川上さん 税負担の増加を気にする声はたくさんみられました。今も税金や保険料など、新たな負担が増える可能性が指摘されているなかで、家計をやりくりする際に明るい展望は描きにくい状況だと思います。
また、「今でも値上げで家計が苦しいです」と物価高に追い込まれている声も多く目にしています。ジワジワと家計が圧迫され続けている状況は、ずっと変わっていません。フリーコメントからは、「もういい加減にして欲しい!」という思いがひしひしと感じられました。
一方で、物価上昇の勢いは一時よりはやや弱くなったように感じますし、スキマバイトなど空き時間にサッと働いて収入を得られるようなサービスも増えてきています。今年の春闘でも賃上げ機運が高まっていますし、厳しい状況に変わりはありませんが、期待も込めて希望の芽が全く見えないという訳でもないのだと思っています。
――なるほど。この調査で特に強調しておきたいことがありますか。
川上さん 2年前の調査でも最も多かったのは「家計が苦しくなりそう」という声でしたが、比率は50%程度でした。それが現在、10ポイント以上も上昇して6割を超えています。全体として苦しいという声が広がるなかで、増税など家計を圧迫する情報に家庭は敏感にならざるを得なくなってきていると感じます。

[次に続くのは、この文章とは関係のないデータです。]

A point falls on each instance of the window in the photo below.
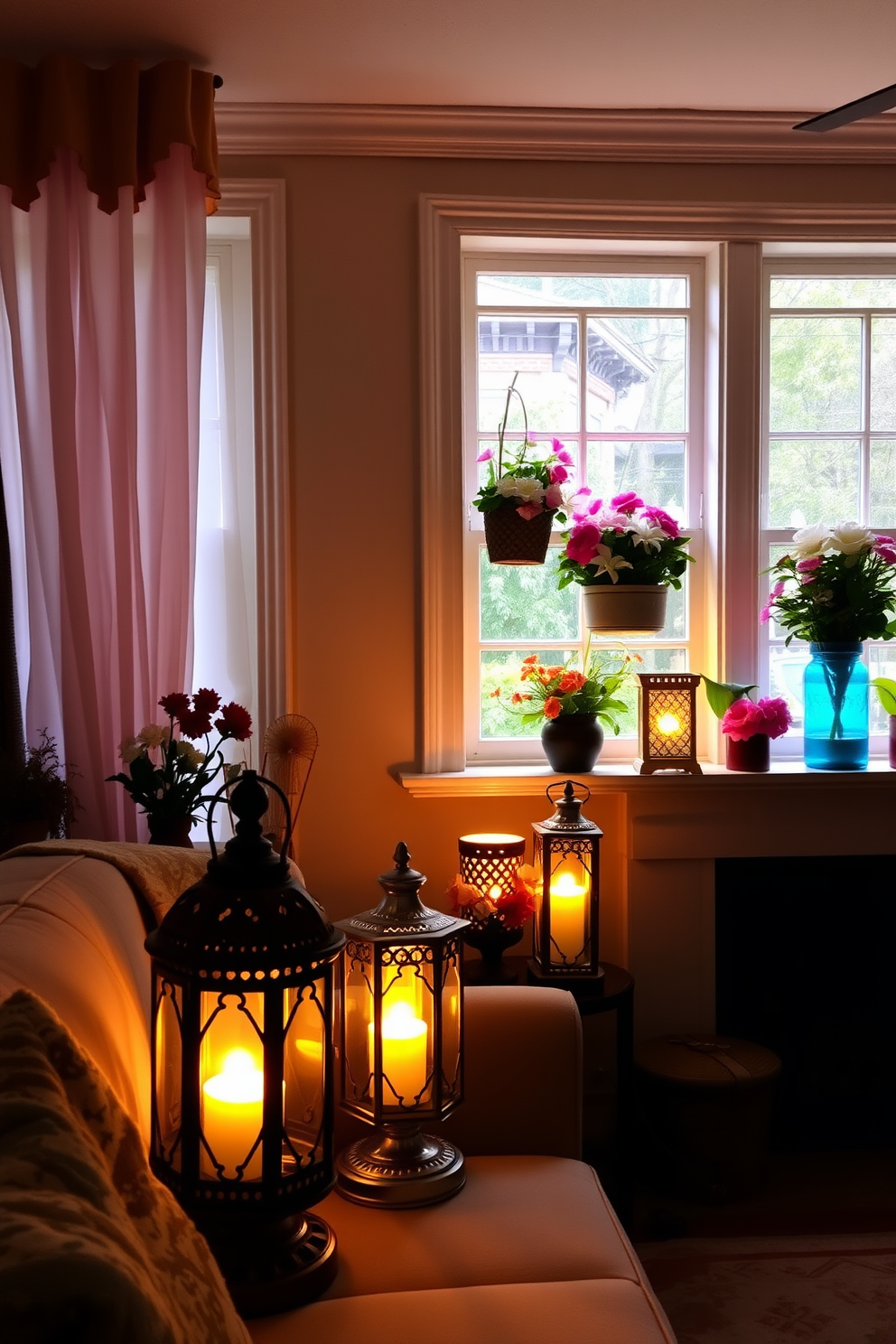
(829, 429)
(609, 357)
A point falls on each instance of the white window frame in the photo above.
(856, 259)
(650, 261)
(727, 233)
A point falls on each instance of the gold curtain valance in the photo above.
(120, 121)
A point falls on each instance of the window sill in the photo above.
(526, 781)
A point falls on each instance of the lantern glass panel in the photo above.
(570, 906)
(168, 1066)
(358, 1010)
(450, 1024)
(231, 1079)
(305, 1015)
(407, 1027)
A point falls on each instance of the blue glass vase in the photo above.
(835, 705)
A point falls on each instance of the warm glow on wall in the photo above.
(667, 722)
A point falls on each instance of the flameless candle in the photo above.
(233, 1115)
(405, 1038)
(567, 916)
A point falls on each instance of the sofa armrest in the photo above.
(523, 1073)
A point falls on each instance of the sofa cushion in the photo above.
(93, 1249)
(579, 1312)
(498, 1230)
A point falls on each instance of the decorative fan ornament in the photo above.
(854, 110)
(290, 745)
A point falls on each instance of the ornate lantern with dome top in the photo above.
(242, 1065)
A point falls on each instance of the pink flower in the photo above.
(743, 719)
(626, 503)
(659, 518)
(885, 548)
(583, 543)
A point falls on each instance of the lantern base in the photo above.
(275, 1266)
(559, 976)
(399, 1167)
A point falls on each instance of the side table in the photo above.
(614, 992)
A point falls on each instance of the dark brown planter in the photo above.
(518, 540)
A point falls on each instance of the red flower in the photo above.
(193, 723)
(234, 722)
(175, 705)
(206, 702)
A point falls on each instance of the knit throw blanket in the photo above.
(157, 873)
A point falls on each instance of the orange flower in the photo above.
(571, 682)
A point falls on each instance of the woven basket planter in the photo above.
(518, 540)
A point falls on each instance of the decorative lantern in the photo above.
(667, 722)
(490, 862)
(242, 1065)
(400, 1041)
(567, 863)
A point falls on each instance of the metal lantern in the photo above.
(243, 1060)
(400, 1044)
(567, 863)
(667, 722)
(490, 862)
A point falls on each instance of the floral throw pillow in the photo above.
(93, 1249)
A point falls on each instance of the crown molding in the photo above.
(571, 134)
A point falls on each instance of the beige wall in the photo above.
(353, 394)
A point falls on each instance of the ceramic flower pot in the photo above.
(751, 756)
(171, 831)
(573, 742)
(518, 540)
(625, 608)
(835, 707)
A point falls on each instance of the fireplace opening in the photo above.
(807, 966)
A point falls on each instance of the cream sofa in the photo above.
(528, 1250)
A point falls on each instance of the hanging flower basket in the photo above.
(518, 540)
(625, 608)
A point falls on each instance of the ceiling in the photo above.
(739, 54)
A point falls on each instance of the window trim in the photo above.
(736, 226)
(264, 201)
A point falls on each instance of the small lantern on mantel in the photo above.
(567, 863)
(243, 1063)
(667, 722)
(400, 1044)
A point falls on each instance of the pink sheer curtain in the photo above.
(99, 359)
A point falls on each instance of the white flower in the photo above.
(851, 537)
(647, 534)
(527, 488)
(154, 735)
(609, 564)
(812, 540)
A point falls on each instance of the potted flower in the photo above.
(626, 554)
(496, 919)
(573, 705)
(168, 776)
(885, 688)
(835, 589)
(749, 724)
(521, 495)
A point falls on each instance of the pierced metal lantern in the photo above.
(490, 862)
(567, 862)
(667, 722)
(243, 1062)
(402, 1044)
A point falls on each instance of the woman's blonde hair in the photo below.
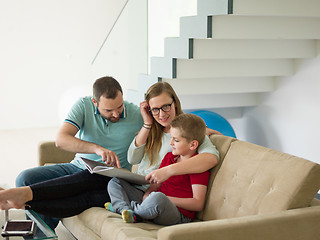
(154, 143)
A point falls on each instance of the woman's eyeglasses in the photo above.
(165, 108)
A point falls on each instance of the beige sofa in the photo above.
(254, 193)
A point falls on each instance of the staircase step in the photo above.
(216, 7)
(185, 68)
(261, 7)
(235, 49)
(302, 8)
(250, 27)
(205, 101)
(221, 85)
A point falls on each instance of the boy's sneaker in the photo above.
(128, 216)
(108, 206)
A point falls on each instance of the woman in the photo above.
(81, 191)
(153, 141)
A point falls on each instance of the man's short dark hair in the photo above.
(107, 87)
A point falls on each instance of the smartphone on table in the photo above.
(19, 228)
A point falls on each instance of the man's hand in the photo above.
(159, 175)
(109, 157)
(210, 131)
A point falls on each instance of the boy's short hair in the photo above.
(192, 127)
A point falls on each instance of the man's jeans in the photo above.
(44, 173)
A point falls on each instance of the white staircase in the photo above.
(234, 50)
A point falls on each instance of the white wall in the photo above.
(287, 119)
(46, 52)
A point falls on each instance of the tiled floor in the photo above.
(19, 151)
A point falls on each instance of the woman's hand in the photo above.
(159, 175)
(144, 109)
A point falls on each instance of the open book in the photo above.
(103, 169)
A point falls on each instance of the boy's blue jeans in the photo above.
(156, 207)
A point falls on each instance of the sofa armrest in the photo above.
(302, 223)
(50, 154)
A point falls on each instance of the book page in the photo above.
(103, 169)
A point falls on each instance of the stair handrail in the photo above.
(111, 29)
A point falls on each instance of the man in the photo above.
(106, 125)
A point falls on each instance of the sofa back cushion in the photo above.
(222, 144)
(254, 180)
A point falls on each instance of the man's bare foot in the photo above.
(15, 197)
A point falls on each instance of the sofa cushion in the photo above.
(96, 223)
(222, 144)
(254, 180)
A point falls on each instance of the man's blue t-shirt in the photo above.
(116, 137)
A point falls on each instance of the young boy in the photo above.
(177, 199)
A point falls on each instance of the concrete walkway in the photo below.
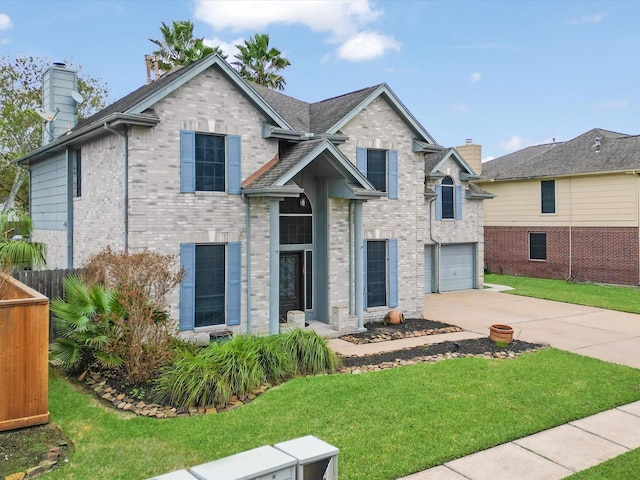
(559, 452)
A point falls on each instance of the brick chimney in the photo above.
(59, 107)
(472, 154)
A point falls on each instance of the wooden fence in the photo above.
(49, 283)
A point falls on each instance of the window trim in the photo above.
(391, 168)
(530, 244)
(550, 202)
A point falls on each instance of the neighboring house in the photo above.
(566, 210)
(338, 209)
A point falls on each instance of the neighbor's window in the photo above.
(448, 203)
(548, 195)
(537, 246)
(210, 163)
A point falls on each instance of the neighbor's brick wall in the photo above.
(599, 254)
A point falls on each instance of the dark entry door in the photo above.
(291, 283)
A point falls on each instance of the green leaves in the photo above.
(178, 47)
(258, 63)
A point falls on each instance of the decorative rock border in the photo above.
(505, 355)
(127, 403)
(397, 335)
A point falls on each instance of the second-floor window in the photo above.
(209, 162)
(381, 169)
(548, 195)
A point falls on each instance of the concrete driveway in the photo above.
(595, 332)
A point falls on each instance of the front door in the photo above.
(291, 283)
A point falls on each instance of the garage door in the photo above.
(457, 267)
(428, 269)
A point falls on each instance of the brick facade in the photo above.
(598, 254)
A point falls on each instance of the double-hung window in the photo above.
(548, 196)
(209, 162)
(381, 273)
(77, 174)
(537, 246)
(210, 289)
(380, 167)
(448, 200)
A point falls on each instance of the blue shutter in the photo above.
(361, 160)
(188, 286)
(392, 245)
(438, 202)
(393, 174)
(233, 161)
(187, 161)
(234, 268)
(364, 274)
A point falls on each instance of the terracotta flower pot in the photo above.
(394, 317)
(501, 333)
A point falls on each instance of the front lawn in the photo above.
(623, 299)
(386, 424)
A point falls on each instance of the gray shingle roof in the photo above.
(617, 151)
(287, 161)
(316, 117)
(327, 113)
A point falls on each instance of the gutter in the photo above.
(125, 181)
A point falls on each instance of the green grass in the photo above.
(386, 424)
(623, 299)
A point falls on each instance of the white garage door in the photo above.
(457, 267)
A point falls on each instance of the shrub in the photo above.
(211, 375)
(86, 325)
(310, 353)
(142, 281)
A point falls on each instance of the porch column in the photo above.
(274, 265)
(359, 264)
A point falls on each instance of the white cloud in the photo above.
(587, 19)
(5, 22)
(458, 108)
(515, 143)
(345, 21)
(229, 48)
(367, 45)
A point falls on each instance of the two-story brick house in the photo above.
(339, 209)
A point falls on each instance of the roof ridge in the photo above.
(348, 93)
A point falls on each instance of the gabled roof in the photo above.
(433, 161)
(596, 151)
(277, 178)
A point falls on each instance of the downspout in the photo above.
(436, 257)
(570, 235)
(125, 209)
(248, 253)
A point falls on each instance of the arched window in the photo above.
(448, 198)
(296, 221)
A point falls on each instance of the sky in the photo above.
(505, 74)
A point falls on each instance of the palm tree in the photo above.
(259, 63)
(16, 250)
(178, 47)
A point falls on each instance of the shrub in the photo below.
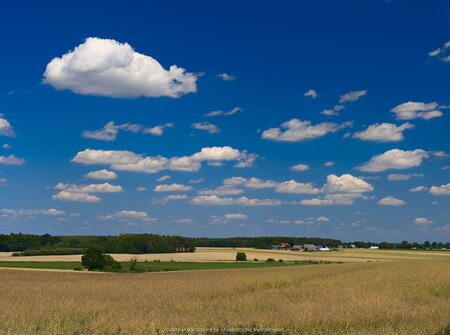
(241, 256)
(94, 259)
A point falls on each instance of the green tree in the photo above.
(94, 259)
(241, 256)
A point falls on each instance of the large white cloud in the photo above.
(383, 132)
(127, 215)
(413, 110)
(440, 190)
(22, 212)
(11, 160)
(242, 201)
(296, 130)
(80, 197)
(403, 176)
(101, 175)
(391, 201)
(106, 67)
(5, 128)
(91, 188)
(346, 184)
(332, 199)
(394, 159)
(110, 130)
(340, 190)
(129, 161)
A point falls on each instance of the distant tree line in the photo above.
(123, 243)
(262, 242)
(153, 243)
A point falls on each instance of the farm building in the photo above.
(277, 247)
(297, 248)
(309, 247)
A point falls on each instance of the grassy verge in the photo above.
(157, 266)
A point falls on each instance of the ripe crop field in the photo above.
(382, 298)
(229, 254)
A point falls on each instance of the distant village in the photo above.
(313, 247)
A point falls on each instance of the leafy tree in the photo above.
(94, 259)
(241, 256)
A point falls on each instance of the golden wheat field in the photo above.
(229, 254)
(406, 297)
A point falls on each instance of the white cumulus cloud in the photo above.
(391, 201)
(80, 197)
(172, 187)
(413, 110)
(123, 160)
(11, 160)
(101, 175)
(422, 221)
(352, 96)
(300, 167)
(235, 216)
(242, 201)
(440, 190)
(296, 130)
(311, 93)
(127, 215)
(105, 67)
(394, 159)
(226, 76)
(403, 176)
(209, 127)
(5, 128)
(292, 186)
(383, 132)
(230, 112)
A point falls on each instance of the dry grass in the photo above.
(409, 297)
(229, 254)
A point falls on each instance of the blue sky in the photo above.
(353, 93)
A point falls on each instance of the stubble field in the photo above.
(401, 297)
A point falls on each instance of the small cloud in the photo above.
(11, 160)
(352, 96)
(226, 76)
(209, 127)
(391, 201)
(163, 178)
(311, 93)
(230, 112)
(422, 222)
(300, 167)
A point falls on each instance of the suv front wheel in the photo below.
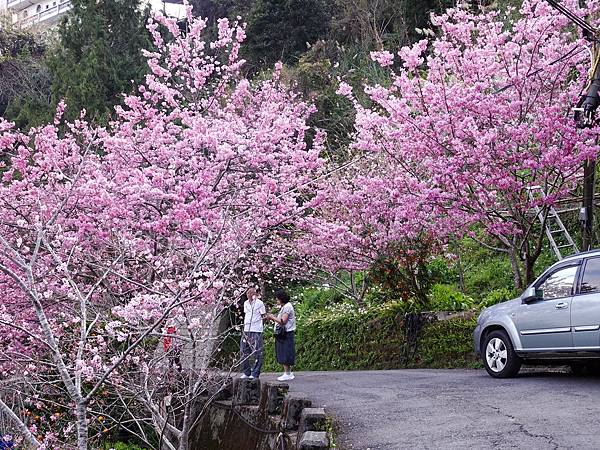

多くのご家庭は、既に節約などもやり尽くしている感があります。「これ以上、何を節約すればよいのか?」といった声も聞かれます。そこに物価高と増税への懸念がある一方で、賃上げ状況は会社の規模や業種、職種などによって差があります。円安の影響も、勤め先にとってプラスに働いているケースもあれば、マイナスに働いているケースもあります。
賃上げ機運が高まるのは望ましいことですが、既にゆとりを感じているご家庭がさらにゆとりを感じる一方で、今苦しいご家庭が賃上げ機運から取り残されてさらに苦しい状況に追い込まれてしまう懸念もあります。大手企業など恩恵が一部だけに偏ってしまっていないか、注視する必要があると感じています。